Questa legge trinitaria di unità e distinzione indica la
via che ogni religiosa e religioso è chiamato a rispondere per essere se
stesso, senza ripiegamenti su di sé, senza l’illusioni sull’autosufficienza del
proprio carisma, fino a vivere in pienezza l’unità e la cattolicità, senza che
con questo venga meno la propria identità. È il dinamismo trinitario di unità e
distinzione che si riverbera sulla terra. Il redentorista troverà nel suo
carisma la sua identità, ma la sua identità non diventerà autarchica, non dovrà
dire: «posso vivere autonomamente la mia identità perché nel mio carisma c’è
tutto!». No, non c’è tutto. Il tutto è solo nella comunione con gli altri doni
diffusi dallo Spirito nella sua Chiesa, pena di non essere “cattolico”, parte
del tutto della comunione ecclesiale.
Ogni famiglia religiosa asserisce, giustamente, che il
suo carisma è per la Chiesa intera. Gli oblati di Maria Immacolata sanno bene
che la loro vocazione missionaria non è per loro soltanto, ma anche per rendere
consapevole la Chiesa della sua dimensione missionaria. I gesuiti sanno bene
che gli Esercizi spirituali non sono soltanto per loro, ma per tanti altri e
infatti religiosi e religiose ne usufruiscono (senza con questo diventare
gesuiti!). Se questo è vero, è vero anche che gli altri carismi (compresi
quelli contemporanei) sono un dono per me, per il mio carisma particolare.
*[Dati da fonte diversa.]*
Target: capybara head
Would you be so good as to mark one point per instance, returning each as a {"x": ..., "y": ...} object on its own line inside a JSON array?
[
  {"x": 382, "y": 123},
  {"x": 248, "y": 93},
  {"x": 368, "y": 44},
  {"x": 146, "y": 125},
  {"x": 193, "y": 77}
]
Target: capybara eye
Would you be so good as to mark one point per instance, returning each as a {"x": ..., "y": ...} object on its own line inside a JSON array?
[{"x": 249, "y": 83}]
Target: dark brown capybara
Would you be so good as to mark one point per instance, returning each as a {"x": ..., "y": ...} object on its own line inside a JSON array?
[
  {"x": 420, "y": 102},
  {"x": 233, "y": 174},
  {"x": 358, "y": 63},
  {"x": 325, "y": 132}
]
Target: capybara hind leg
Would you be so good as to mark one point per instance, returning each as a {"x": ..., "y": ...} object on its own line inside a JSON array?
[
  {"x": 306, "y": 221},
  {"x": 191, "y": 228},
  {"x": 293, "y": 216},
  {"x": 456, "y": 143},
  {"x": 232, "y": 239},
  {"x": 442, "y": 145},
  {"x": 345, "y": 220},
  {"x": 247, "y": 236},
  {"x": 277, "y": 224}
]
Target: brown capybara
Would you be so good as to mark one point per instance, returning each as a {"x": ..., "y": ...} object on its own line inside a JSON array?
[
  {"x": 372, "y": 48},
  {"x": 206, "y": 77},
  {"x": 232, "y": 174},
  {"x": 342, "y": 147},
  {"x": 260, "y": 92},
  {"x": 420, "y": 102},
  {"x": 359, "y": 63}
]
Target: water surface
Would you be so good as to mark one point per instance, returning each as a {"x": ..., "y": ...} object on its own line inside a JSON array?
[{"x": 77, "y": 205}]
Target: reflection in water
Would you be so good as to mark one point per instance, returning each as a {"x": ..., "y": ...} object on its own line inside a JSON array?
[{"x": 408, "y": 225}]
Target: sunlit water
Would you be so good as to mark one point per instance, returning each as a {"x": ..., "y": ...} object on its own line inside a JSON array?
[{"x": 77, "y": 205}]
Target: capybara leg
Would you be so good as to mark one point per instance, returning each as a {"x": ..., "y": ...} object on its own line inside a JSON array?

Nella Chiesa il dono è sempre reciproco: si dona e si riceve. Così la mia
identità si arricchisce.
Un ignoto canonico regolare del secolo XI esprimeva bene
questa coscienza ecclesiale quando scriveva, a proposito della diversità delle
vocazioni nella Chiesa: «Ama nell’altro ciò che tu stesso non hai, affinché
l’altro possa amare in te ciò che egli non ha, perché il bene compiuto dall’uno
sia anche bene dell’altro, e siano uniti nell’amore coloro che sono divisi
dalle occupazioni (…). Se ti avviene di non poter raggiungere ciò che un altro
possiede, è amando che lo possederai».
La stessa cattolicità esprimeva san Bernardo, parlando
dell’appartenenza al proprio Ordine e del rapporto con gli altri Ordini, in un
testo riportato dalla esortazione apostolica Vita consecrata: «Io li ammiro e
li amo tutti. (…) Tengo a uno di essi con la mia osservanza, ma a tutti nella
carità. Abbiamo tutti bisogno gli uni degli altri; il bene spirituale che io
non ho e non possiedo, lo ricevo da altri».